Embora os aplicativos móveis estejam no centro de uma discussão que ainda deve se estender por um longo período, Berzoini disse que o foco atual do governo é na área de banda larga. Segundo o ministro, o mercado depende de mais investimentos, em sua maioria do poder privado, e que o governo federal está finalizando a nova fase do Programa Banda Larga para Todos, projeto que visa oferecer internet de 25 Mbps para toda a população até 2019. Atualmente, a velocidade média de acesso à web no país é de 6,8 Mbps.

Próximos capítulos

Não é difícil entender o que leva as operadoras a ficarem preocupadas com o sucesso do WhatsApp e seus concorrentes. Além de boa parte desses serviços ser gratuita, o que mais pesa é a falta de arrecadação de tributos das empresas que administram essas ferramentas, sem contar as fiscalizações e metas obrigatórias de qualidade exigidas pela Anatel. Há ainda o risco do pagamento de multas por descumprimento dessas regras.

Para efeito de comparação, as operadoras arcam com R$ 26 por cada nova linha móvel ativada e R$ 13 anuais pela taxa de funcionamento. Isso tudo, por outro lado, não impacta o WhatsApp, que não paga nada.

Ricardo Berzoini

Ricardo Berzoini, ministro das Comunicações.

O mesmo caso acontece com a Netflix, que enfrenta críticas das operadoras de TV paga. Para elas, o serviço de streaming de vídeos não paga os mesmos tributos que elas, impostos estes que podem reduzir o custo operacional em 50%, nem recolhe ICMS de 10% sobre o valor da mensalidade. Também não são pagos R$ 3.000 sobre cada título disponível em seu catálogo, valor recolhido pela Contribuição para o Desenvolvimento da Indústria Cinematográfica Nacional (Condecine), nem Imposto Sobre Serviços (ISS) ou Imposto de Renda sobre remessas de royalities.
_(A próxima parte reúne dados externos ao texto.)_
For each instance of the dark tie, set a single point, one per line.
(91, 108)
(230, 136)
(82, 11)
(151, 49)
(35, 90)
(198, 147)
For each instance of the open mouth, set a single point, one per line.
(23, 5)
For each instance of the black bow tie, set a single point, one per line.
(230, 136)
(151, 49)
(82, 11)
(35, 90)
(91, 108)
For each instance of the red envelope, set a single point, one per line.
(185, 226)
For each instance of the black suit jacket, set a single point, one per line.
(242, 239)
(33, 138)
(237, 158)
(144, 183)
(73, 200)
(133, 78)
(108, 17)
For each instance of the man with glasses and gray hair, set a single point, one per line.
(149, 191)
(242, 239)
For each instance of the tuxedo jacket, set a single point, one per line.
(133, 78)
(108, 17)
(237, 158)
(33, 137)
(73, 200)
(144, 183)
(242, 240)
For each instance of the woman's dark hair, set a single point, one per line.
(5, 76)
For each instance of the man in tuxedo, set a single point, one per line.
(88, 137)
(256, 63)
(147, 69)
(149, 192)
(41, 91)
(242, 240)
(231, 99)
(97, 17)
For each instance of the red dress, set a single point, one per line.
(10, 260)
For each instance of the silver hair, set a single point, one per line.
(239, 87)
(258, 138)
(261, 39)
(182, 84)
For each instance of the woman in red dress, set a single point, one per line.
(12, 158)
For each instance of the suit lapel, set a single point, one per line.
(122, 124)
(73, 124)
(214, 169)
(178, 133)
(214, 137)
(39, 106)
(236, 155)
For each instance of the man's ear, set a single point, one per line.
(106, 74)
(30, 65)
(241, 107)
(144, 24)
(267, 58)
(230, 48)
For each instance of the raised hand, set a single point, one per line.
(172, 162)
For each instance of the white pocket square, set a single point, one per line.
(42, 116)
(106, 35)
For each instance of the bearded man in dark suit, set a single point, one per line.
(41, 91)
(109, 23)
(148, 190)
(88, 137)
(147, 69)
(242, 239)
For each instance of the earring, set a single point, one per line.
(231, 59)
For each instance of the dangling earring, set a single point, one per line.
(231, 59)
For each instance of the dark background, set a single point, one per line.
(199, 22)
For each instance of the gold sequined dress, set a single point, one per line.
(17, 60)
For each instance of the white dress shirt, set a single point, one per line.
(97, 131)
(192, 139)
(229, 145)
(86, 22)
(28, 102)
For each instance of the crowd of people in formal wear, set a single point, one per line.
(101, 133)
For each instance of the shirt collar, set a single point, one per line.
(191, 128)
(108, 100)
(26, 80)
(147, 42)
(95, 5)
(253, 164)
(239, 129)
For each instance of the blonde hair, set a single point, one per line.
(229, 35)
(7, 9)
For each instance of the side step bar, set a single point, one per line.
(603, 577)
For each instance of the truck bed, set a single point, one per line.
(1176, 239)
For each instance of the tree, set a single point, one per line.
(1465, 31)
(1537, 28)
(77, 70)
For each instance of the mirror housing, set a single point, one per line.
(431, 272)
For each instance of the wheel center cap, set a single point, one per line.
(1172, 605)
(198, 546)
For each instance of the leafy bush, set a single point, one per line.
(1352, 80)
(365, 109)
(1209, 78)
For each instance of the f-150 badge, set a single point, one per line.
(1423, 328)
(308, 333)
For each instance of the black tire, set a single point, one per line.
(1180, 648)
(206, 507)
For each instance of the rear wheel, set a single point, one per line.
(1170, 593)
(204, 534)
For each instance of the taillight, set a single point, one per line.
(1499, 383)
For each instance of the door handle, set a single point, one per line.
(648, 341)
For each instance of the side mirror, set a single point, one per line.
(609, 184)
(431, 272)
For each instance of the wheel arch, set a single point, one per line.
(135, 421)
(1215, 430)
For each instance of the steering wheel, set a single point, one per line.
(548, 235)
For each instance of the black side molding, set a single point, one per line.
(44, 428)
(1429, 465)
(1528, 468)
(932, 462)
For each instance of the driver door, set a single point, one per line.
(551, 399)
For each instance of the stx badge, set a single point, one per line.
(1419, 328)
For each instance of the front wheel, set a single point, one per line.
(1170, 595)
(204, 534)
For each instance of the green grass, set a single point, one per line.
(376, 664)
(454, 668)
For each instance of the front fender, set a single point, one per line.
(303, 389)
Outro argumento defendido por essas empresas é a falta de investimentos e geração de novas oportunidades no país. Assim como as teles, as companhias do setor televisivo dizem gerar 135 mil empregos, diferente da Netflix, que funciona apenas com algumas dezenas de funcionários.

A Netflix já se pronunciou sobre o assunto e garantiu que "paga todos os impostos devidos". Até o fechamento desta notícia, representantes do WhatsApp não deram nenhuma declaração oficial sobre a possibilidade do aplicativo ser banido no Brasil. Caso essas ferramentas sejam regulamentadas no país, isso poderia aumentar o valor cobrado na assinatura da Netflix, enquanto o WhatsApp poderia ser pago ou cobrar pelo envio de determinados conteúdos (como mensagens de voz, por exemplo).

Durante a audiência na Casa nesta quarta-feira (19), o presidente da Anatel, João Rezende, admitiu que a agência hoje não tem competência para regular os aplicativos de internet. O executivo ainda disse que a carga tributária de 43% sobre os serviços de telefonia "representa um entrave para as operadoras crescerem, o que aumenta a responsabilidade do Legislativo debater a questão" de regulamentar essas plataformas sociais.